Though Mrs. Brown had made many tough decisions before, she had never encountered a dilemma quite like the one regarding what to teach her children. There was no doubt that she was enamored with the United States and its culture, for she claimed: “I worked very hard to assimilate into the American culture…so my children could experience its fantastic benefits…for their entire lives.” However, Dina also felt a strong attachment to her Jewish heritage and Russian and Israeli roots. Therefore, she decided to raise her children in a mainly secular American family setting which included bits and pieces of her heritage. For example, both of her children attended Hebrew school for an average of five years and had Bar Mitzvahs, the Jewish rite of passage which marks the growth of children into adults. They also celebrate the Jewish holidays and attend services at their local synagogue several times a year. Also, both children have extensively studied Russian and Israeli history and are somewhat familiar with both the Russian and Hebrew languages. They are also constantly immersed in the Russian and Israeli mentalities and cultures when they encounter their grandparent, great uncle, and other relatives who were born in these countries. Therefore, though Mrs. Brown raised her children as Americans, she never let them forget their origins.
Now, Dina Brown is the chairwoman of the doctoral program at Argosy University in Santa Ana, California. She lives in Irvine, California with her husband and younger son, but her older son and parents live close by as well: her son in Dana Point and parents in Laguna Beach.
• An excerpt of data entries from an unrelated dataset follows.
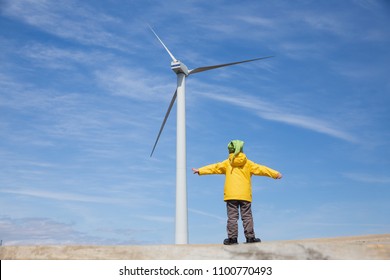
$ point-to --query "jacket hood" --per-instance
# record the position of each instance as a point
(237, 160)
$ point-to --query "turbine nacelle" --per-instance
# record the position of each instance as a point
(179, 67)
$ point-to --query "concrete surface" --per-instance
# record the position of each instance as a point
(374, 247)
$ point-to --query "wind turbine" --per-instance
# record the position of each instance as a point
(181, 70)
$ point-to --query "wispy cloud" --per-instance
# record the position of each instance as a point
(69, 20)
(63, 196)
(269, 111)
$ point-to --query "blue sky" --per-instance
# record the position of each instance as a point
(84, 86)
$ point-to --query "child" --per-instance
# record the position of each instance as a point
(238, 171)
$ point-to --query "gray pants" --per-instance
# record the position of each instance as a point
(233, 207)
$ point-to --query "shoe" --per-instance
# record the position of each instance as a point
(230, 241)
(253, 240)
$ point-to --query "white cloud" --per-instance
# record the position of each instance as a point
(271, 112)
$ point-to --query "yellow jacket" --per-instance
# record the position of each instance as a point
(238, 173)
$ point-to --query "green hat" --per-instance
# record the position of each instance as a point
(235, 146)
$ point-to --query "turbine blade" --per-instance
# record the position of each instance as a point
(162, 43)
(206, 68)
(165, 120)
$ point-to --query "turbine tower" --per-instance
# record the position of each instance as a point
(181, 70)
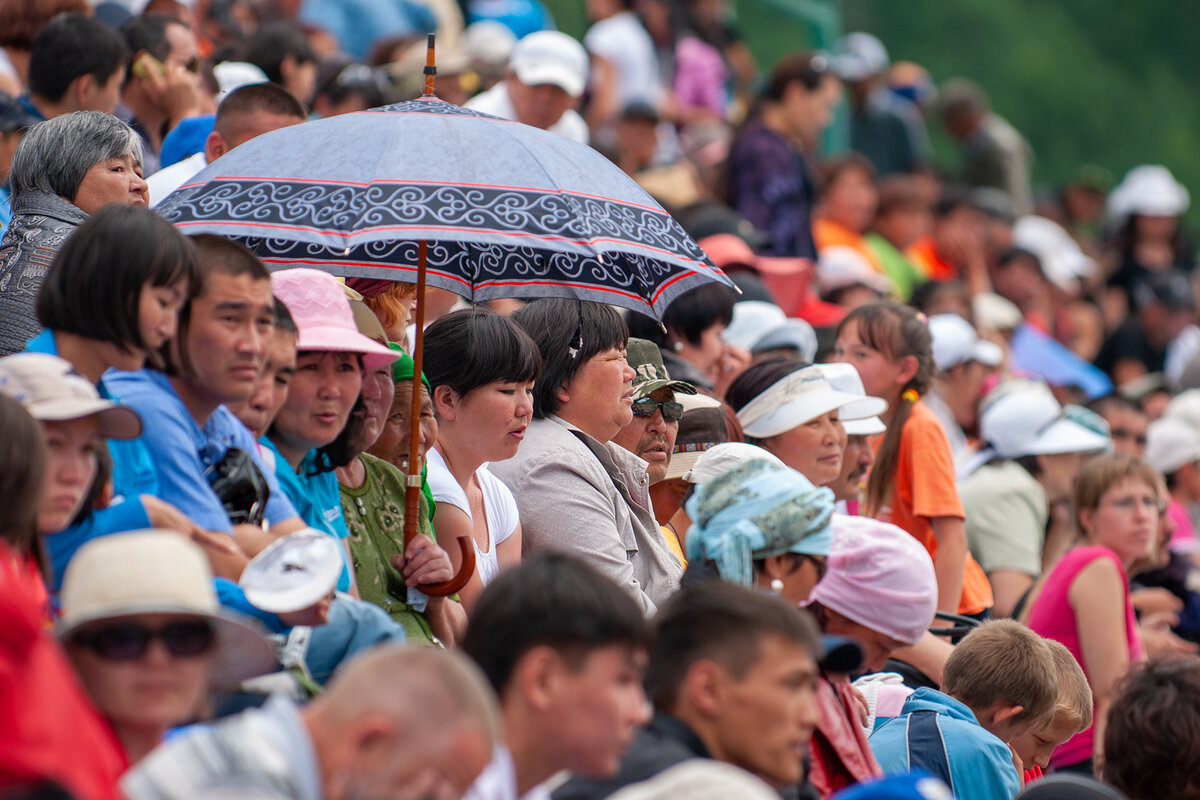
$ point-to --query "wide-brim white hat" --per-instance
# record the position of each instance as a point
(160, 572)
(294, 572)
(798, 397)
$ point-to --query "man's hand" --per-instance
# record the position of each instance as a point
(168, 517)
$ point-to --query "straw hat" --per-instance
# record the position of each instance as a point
(155, 572)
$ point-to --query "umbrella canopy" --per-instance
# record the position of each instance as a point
(508, 210)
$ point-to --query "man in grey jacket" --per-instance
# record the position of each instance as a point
(577, 492)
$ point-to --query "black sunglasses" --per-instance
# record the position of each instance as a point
(646, 407)
(129, 641)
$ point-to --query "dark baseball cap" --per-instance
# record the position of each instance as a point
(13, 115)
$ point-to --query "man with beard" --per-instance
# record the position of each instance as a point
(651, 434)
(366, 735)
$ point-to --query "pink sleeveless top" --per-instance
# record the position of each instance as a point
(1053, 618)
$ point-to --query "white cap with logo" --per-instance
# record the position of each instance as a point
(550, 56)
(955, 342)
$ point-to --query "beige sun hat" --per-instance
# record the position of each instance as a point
(52, 391)
(159, 572)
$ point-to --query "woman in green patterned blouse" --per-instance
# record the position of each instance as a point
(373, 505)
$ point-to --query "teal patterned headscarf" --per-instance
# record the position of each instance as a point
(754, 511)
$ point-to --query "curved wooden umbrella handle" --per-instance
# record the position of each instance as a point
(467, 569)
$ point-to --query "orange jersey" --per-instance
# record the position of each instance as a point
(924, 488)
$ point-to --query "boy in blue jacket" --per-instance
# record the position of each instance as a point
(999, 684)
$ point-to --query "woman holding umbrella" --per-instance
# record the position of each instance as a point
(481, 367)
(372, 494)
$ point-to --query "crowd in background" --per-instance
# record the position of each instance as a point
(919, 500)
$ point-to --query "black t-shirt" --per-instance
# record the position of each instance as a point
(1129, 343)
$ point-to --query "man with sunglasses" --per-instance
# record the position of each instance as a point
(651, 434)
(162, 85)
(577, 491)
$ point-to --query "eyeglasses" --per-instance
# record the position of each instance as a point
(1132, 503)
(1126, 433)
(129, 641)
(646, 407)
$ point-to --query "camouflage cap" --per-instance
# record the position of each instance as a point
(651, 373)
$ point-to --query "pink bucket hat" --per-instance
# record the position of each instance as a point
(880, 577)
(323, 316)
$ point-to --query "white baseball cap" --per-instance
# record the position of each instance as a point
(1170, 444)
(550, 56)
(957, 342)
(293, 572)
(1062, 259)
(1149, 190)
(861, 417)
(751, 319)
(798, 397)
(858, 56)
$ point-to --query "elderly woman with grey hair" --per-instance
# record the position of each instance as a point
(64, 169)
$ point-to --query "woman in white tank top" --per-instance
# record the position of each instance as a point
(481, 368)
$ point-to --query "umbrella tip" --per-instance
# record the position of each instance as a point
(431, 70)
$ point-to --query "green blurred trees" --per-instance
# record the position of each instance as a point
(1114, 83)
(1105, 82)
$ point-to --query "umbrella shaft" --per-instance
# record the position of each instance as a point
(413, 488)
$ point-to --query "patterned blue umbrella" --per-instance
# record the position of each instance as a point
(507, 210)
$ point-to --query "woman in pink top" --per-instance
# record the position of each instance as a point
(1084, 602)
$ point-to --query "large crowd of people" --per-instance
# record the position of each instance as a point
(912, 513)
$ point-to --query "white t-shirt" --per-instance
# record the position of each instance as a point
(496, 102)
(168, 179)
(623, 41)
(499, 507)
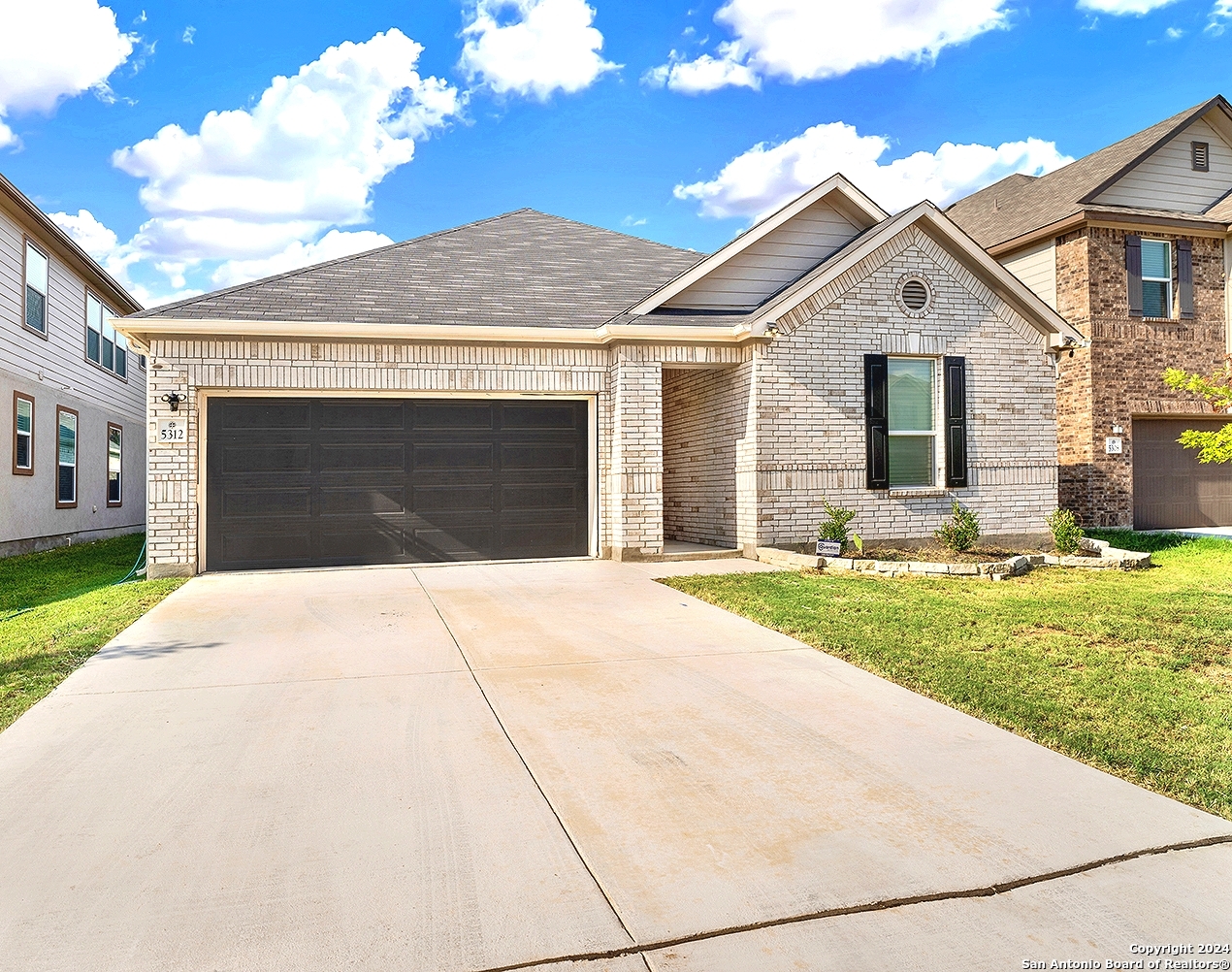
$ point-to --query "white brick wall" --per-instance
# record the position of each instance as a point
(811, 430)
(715, 443)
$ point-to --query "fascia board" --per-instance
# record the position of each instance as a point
(143, 329)
(836, 182)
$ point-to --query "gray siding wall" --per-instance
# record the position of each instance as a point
(778, 259)
(54, 370)
(1167, 178)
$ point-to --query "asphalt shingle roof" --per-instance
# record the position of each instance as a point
(524, 268)
(1021, 204)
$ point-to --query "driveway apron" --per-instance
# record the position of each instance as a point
(552, 765)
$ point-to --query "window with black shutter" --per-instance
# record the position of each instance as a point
(955, 421)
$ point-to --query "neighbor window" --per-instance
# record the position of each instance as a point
(1155, 278)
(22, 435)
(103, 345)
(36, 288)
(114, 460)
(912, 430)
(65, 474)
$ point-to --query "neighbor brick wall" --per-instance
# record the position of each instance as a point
(810, 393)
(1119, 375)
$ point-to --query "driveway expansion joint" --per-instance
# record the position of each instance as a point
(986, 891)
(530, 772)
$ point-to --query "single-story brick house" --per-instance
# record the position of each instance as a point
(528, 386)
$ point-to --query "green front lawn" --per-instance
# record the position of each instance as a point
(74, 608)
(1127, 671)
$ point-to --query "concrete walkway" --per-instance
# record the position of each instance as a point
(552, 765)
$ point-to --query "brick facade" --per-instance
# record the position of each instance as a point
(1119, 375)
(729, 443)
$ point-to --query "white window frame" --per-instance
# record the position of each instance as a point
(60, 411)
(1166, 281)
(27, 286)
(938, 462)
(118, 432)
(28, 469)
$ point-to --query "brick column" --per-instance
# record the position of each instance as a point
(170, 479)
(637, 459)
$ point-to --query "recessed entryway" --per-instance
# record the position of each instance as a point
(309, 482)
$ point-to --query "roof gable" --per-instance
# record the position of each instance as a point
(772, 252)
(842, 272)
(1016, 207)
(1164, 178)
(523, 269)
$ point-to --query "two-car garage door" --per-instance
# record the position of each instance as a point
(1172, 489)
(300, 482)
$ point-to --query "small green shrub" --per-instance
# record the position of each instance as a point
(1066, 533)
(961, 533)
(835, 526)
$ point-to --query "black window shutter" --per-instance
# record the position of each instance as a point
(955, 420)
(876, 418)
(1134, 273)
(1185, 277)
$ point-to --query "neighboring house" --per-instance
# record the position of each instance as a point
(72, 396)
(528, 386)
(1131, 245)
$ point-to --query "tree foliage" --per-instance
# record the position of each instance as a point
(1214, 446)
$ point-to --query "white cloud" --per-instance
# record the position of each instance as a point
(54, 49)
(260, 191)
(1121, 8)
(330, 246)
(811, 40)
(533, 47)
(766, 177)
(1219, 17)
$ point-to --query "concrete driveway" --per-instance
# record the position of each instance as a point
(557, 765)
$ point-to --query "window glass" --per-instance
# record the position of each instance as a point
(92, 329)
(114, 457)
(1155, 278)
(911, 386)
(25, 421)
(109, 343)
(67, 478)
(36, 290)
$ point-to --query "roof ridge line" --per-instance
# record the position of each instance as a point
(337, 260)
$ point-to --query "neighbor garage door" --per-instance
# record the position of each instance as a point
(319, 482)
(1171, 487)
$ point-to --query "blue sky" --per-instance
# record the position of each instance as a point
(679, 122)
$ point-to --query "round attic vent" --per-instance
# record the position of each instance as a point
(914, 295)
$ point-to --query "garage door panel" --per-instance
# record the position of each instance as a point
(397, 480)
(360, 415)
(247, 460)
(363, 456)
(448, 415)
(370, 541)
(1172, 489)
(453, 456)
(349, 501)
(264, 414)
(276, 502)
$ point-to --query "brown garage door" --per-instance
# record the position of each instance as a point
(1172, 488)
(295, 482)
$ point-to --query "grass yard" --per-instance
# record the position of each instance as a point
(1126, 671)
(74, 610)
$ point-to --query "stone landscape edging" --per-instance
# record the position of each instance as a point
(1110, 558)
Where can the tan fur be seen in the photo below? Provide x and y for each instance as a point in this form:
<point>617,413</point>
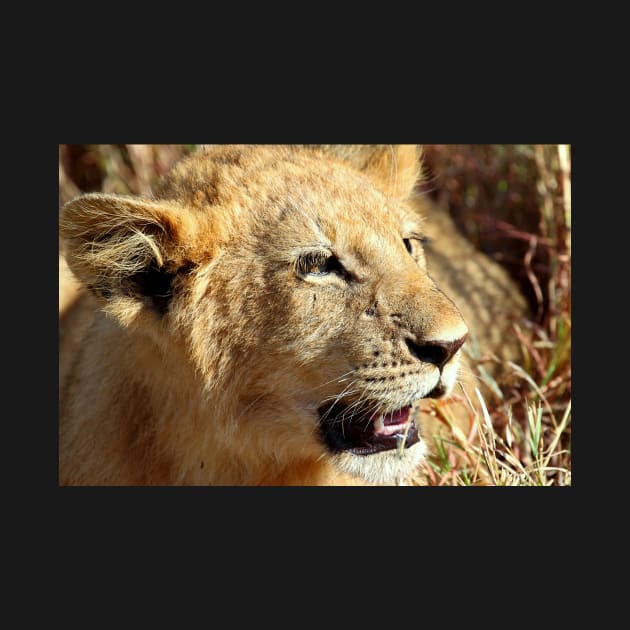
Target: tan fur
<point>222,384</point>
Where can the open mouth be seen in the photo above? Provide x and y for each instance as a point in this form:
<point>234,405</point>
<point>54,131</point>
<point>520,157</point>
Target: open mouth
<point>368,432</point>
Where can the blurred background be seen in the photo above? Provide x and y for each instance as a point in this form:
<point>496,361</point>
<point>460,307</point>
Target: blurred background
<point>514,203</point>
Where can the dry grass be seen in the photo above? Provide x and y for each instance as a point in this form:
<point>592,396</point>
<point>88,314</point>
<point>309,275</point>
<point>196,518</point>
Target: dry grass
<point>514,202</point>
She has achieved everything that she ever wanted—love, happiness and stability, and she has fully integrated into the United States society, establishing not only domestic and economic stability but a large social network of friends, affiliates, and colleagues as well. Though she occasionally misses Israel and Russia and often becomes nostalgic about the environment which she grew up in and the influences which shaped the early years of her life, she never for one second regrets her decision to come to the US. When asked about her immigration experiences and her journey to America, she still claims: “I think that was really the best decision of my life.”